KANSAS CITY, Mo. (AP) — There's a video a couple of years old floating around the internet that shows Patrick Mahomes, then the quarterback at Texas Tech, dropping to his knees and flinging a football 65 yards on a dare. That answered any questions about his arm strength.
KANSAS CITY, Mo. (AP) — There's a video a couple of years old floating around the internet that shows Patrick Mahomes, then the quarterback at Texas Tech, dropping to his knees and flinging a football 65 yards on a dare.
That answered any questions about his arm strength.
What wasn't answered during all those years with the Red Raiders was whether that rocket arm could deliver the ball consistently on point.
Yes, Mahomes threw far fewer interceptions than most folks recall, especially given the number of pass plays Texas Tech calls each game, but most cynics figured he would toss about as many picks as touchdown passes once he arrived in the NFL.
He answered that question last week against the Chargers, when he threw for 256 yards and four TDs without an interception in his first game as the Chiefs' full-time starting quarterback.

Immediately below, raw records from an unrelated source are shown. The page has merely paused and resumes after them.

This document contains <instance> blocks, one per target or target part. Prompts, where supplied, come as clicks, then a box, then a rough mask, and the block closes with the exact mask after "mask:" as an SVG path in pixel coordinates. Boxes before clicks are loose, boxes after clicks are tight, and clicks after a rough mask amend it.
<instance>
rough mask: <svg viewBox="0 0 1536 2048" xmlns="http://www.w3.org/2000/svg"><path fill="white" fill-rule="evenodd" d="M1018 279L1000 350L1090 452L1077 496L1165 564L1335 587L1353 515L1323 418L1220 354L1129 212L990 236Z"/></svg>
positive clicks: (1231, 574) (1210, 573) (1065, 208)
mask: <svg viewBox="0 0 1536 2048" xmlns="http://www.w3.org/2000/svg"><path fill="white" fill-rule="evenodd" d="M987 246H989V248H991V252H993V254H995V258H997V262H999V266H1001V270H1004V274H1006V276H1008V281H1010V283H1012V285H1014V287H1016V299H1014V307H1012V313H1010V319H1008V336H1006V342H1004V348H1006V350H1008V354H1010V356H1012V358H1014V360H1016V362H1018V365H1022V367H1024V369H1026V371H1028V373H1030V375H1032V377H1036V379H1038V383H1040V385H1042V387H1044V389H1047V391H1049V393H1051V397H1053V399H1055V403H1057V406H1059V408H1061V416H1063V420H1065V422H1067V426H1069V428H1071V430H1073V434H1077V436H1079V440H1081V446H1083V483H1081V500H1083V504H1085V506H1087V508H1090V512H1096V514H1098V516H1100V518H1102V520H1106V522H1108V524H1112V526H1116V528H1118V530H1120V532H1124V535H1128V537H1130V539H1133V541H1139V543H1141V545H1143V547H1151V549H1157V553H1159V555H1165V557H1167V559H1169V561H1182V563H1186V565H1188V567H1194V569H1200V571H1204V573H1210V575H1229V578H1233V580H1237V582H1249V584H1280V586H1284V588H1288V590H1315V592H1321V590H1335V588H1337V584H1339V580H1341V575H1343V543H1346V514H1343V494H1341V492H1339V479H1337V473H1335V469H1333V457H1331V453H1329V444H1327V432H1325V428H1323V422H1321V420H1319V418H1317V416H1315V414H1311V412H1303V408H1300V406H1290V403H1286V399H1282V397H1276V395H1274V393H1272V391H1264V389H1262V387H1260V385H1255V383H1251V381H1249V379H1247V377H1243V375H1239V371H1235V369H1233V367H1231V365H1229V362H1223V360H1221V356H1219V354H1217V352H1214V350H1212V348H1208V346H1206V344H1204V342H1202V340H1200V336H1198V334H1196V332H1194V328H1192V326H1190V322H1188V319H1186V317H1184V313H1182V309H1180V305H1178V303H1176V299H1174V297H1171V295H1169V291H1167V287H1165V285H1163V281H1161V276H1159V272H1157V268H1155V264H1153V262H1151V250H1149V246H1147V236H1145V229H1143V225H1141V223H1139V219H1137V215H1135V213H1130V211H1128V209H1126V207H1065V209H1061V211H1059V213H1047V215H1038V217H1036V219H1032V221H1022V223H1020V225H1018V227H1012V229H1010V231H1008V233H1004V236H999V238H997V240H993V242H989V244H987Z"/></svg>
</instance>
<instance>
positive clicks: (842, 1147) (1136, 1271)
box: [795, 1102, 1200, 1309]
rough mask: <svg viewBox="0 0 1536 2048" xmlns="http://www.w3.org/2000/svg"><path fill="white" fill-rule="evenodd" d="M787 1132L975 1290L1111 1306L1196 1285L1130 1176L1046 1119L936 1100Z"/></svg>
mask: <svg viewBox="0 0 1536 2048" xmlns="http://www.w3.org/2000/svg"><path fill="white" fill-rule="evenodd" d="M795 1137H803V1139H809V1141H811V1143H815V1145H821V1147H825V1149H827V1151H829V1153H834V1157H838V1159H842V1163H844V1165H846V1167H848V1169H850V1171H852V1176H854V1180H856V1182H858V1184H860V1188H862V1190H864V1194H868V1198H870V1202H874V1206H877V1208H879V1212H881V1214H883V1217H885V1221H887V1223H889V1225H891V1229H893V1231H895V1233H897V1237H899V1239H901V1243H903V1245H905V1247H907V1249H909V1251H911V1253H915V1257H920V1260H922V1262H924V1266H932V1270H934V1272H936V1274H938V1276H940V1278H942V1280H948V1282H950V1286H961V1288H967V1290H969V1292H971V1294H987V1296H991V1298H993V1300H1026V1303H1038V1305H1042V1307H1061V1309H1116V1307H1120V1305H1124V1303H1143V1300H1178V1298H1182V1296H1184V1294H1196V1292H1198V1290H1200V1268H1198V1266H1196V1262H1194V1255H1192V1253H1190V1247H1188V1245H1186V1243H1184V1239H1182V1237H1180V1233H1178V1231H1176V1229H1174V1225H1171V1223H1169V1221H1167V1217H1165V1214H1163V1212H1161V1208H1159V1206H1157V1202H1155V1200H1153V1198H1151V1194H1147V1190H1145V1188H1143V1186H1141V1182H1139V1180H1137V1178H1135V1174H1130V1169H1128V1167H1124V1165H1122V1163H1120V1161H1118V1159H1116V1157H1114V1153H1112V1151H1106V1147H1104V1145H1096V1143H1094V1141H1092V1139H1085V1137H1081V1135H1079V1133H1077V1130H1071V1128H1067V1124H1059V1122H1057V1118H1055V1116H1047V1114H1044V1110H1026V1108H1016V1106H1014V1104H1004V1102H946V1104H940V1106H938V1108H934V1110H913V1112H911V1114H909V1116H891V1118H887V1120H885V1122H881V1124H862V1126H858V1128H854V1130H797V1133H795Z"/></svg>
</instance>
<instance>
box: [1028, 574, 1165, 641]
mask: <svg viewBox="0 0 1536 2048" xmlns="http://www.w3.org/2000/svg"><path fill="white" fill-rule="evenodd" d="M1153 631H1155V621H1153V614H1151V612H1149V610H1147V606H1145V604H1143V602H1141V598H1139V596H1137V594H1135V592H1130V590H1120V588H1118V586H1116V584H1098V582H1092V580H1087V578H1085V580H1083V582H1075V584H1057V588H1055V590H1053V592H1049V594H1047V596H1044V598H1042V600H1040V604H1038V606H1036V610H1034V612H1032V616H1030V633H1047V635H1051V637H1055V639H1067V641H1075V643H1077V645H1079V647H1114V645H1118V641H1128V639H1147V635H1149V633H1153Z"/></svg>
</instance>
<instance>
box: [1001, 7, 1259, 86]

"He did a nice job, and now you have to back it up," Chiefs coach Andy Reid said Wednesday. "He understands that. He's wired that way. Plenty of room to improve and he knows it. He's working at it."
Such as sliding when he's under pressure, rather than taking a big hit. Mahomes absorbed far too many of those against the Chargers, and the Pittsburgh Steelers' ferocious defense no doubt is licking its chops at the thought of delivering another crunching blow on Sunday.
But when it comes to throwing passes into double coverage, or taking a gamble that results in a costly turnover, at least for one week Mahomes was perfect.
And it's hard to get much better than perfect.
"Good and bad, you lean from both of those. But he made some nice decisions," Reid said. "There's some things he can go back and look at and say, 'I should have gone there.' That's in the memory bank and he's building that file. I thought he did a good job of not throwing it to them, but there are some things he could do better against certain looks."
Reid wouldn't go into details, of course, lest he gives the Steelers any unnecessary advantage. But whether it was a quick-flip pass to Tyreek Hill that resulted in a long touchdown, or a touch throw down the sideline to Anthony Sherman for another score, Mahomes never put the ball in too much danger.
More than all those throws he made, it was the throws he didn't make in the 38-28 victory that helped Mahomes win this season's first AFC offensive player of the week award.
"It helped that I had a lot of guys that played well for us in the offense," Mahomes said. "Tyreek had a great game, the offensive line played really well. I'm glad I got the honor, but it was kind of an offensive unit honor."
It's hard to gauge the growth in Mahomes from last year to this year, given how little he played as a rookie. But offensive lineman Mitchell Schwartz said it's evident in all aspects of his game, whether it was the way Mahomes approached offseason workouts or the way he operates in the classroom.
"There's definitely a comfortability with everything," Schwartz said. "There's been a huge progression from him and it's been cool to see."
Just as Reid said, though, now Mahomes needs to back up his Week 1 performance.
The Steelers present a much more complex test for Mahomes with a variety of disguised blitzes that have frustrated Chiefs quarterbacks for years.
Even the cerebral Alex Smith, the consummate game-manager quarterback, struggled to have much success against Pittsburgh during his years in Kansas City.
"I feel like I get better and better with blitz protections every week. It helps that we have good game plans," Mahomes said. "I know Pittsburgh does a ton of that stuff, that's kind of their thing, but we've played them a lot the last few years, so we kind of know what to expect."
Notes: Eric Berry remained out of practice Wednesday. The team had described his injury as a heel issue in training camp, but Reid clarified that it is Berry's Achilles tendon causing issues. The star safety tore his Achilles tendon last season. "Just being cautious with it," Reid said. "We have full trust in him. He's always very honest with us. We want him there for the long haul. We're trying to make sure everything is right there." ... LB Ben Niemann (hamstring) also did not practice Wednesday.